We walked through the crowded streets, over some cobbled bridges and a whole lot of canals, and checked in to our Airbnb for the weekend, an apartment in Canareggio. We’d guessed Venice would be pricey, so had tried to keep costs down on accommodation, but the place turned out to be genuinely adorable, so much nicer than we’d expected, and so easy to get to.
Over the 48 hours that we were in Venice together, all we really did was walk and talk and eat and drink, but it was just so nice. It was Easter weekend and therefore obviously raining, but the drizzle did eventually stop and we got a good look at how pretty Venice is on the second day.
Psst: If you’re after a real itinerary for Venice, try this one from Destination Dorworth.
We totally failed on seeing anything cultural, despite Venice having probably the most museums and galleries per capita of anywhere in Italy. Aside from not really wanting to spend loads of money on museums, we were actually just perfectly happy getting lost and then getting found again, and didn’t really get round to doing anything else. I know, I know. Next time (when I’ll hopefully be a bit less poor).
What we did do was some serious Aperol Spritz sampling. When in Veneto!
We found a sweet, very popular, and very cheap place called Al Squero where we grabbed a few ciccetti (Venetian tapas, for want of a better comparison) and – you got it – some Spritz, and sat outside on the canal wall, watching the gondoliers punt their way down the river.
Food-wise, I have to say that (apart from the Squero ciccetti), I wasn’t very impressed. Maybe I’ve just become snobby from living in a non-touristic place, but found that although we made a concerted effort to avoid the tourist traps (avoiding tourist traps in Venice, a contradiction in terms, I am aware) everything was still pretty overpriced and average-tasting at best.
We did find a nice ice cream place, Gelateria il Doge, which is apparently the best in Venice (although this adopted Torinese has to point out that Torino is truly unbeatable on the gelato front). We did end up steering clear of Italian food for our Easter Day meal, opting instead for a very cheap Chinese restaurant close to the hotel.

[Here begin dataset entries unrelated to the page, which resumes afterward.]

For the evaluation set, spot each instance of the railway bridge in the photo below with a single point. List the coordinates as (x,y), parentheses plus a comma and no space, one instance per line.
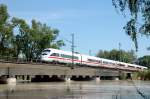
(37,71)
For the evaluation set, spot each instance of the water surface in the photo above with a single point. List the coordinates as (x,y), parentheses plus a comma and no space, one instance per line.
(77,90)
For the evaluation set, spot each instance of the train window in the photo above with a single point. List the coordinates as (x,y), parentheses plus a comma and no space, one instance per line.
(105,62)
(44,54)
(47,51)
(121,64)
(68,56)
(55,54)
(93,60)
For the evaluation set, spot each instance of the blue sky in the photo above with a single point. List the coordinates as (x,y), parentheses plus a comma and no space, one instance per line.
(95,23)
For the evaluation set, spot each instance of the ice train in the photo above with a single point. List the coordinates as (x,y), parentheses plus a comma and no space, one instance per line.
(60,56)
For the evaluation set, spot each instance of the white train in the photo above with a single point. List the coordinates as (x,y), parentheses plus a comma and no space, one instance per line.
(55,55)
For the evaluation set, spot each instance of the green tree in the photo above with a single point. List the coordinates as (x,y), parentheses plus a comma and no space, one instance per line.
(139,10)
(118,55)
(6,31)
(144,61)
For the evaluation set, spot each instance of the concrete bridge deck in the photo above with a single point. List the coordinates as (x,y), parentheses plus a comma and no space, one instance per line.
(26,71)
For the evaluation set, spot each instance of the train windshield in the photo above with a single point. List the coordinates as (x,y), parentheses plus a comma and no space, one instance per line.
(45,52)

In our defense, at this point it was chucking it down with rain and we risked pneumonia if we walked around for much longer looking for a (possibly non-existent) place to eat cheap, local food.
The weather wasn’t exactly the best for strolling around to find cute places for a drink, as the evenings were quite cold even when it wasn’t raining, but we did stumble across the tiny Un Mondo di Vino one evening. The teeny place had just enough space left for the 3 of us, as well as (surprise surprise) some great wine. Bex smashing a wine glass on the bar at precisely the moment I’d started filming her provided much amusement, so let’s all just enjoy that moment, shall we?

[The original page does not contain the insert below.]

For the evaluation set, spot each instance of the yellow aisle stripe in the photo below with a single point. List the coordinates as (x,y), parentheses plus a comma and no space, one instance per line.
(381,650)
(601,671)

On the last morning, before heading back to the station, we went for another walk and sat in the sun (sun! I know!) for a morning cappuccino (me) and a morning…Spritz (Bex and Ben).
What can I say, Brits will be Brits.
So what did we learn from our weekend in Italy’s city of canals?
- The most beautiful supermarket in the world is here – it’s an old theatre-turned-Carrefour, and it is, like much of the rest of the city, surreal.
- The gondoliers really do wear stripy t-shirts, and the gondole really are just full of cringey couples.
- It’s one huge, if very pretty, tourist trap. We got ripped off immediately by a café who added random small amounts all over our bill (but sadly didn’t have the energy to argue with the woman who was ever so convinced that all this made sense, over a couple of euros) and everything costs double what it does in Piemonte or, indeed, almost anywhere else in Italy. The only cheap thing about Venice is the Aperol. So take advantage.
- The main road running through Venice is, as anticipated, tourist hell. But the funny thing is that you just have to move over by one street, and you’ll be practically alone. Once you learn that little trick, the place is magical.
So maybe Venice really is like Marmite.
While (much like smearing a thick, brown, yeast paste on your breakfast) a drizzly island filled with rip-off cafés and thousands of Americans is – in theory – everything I hate, I have fallen totally, inexplicably in love.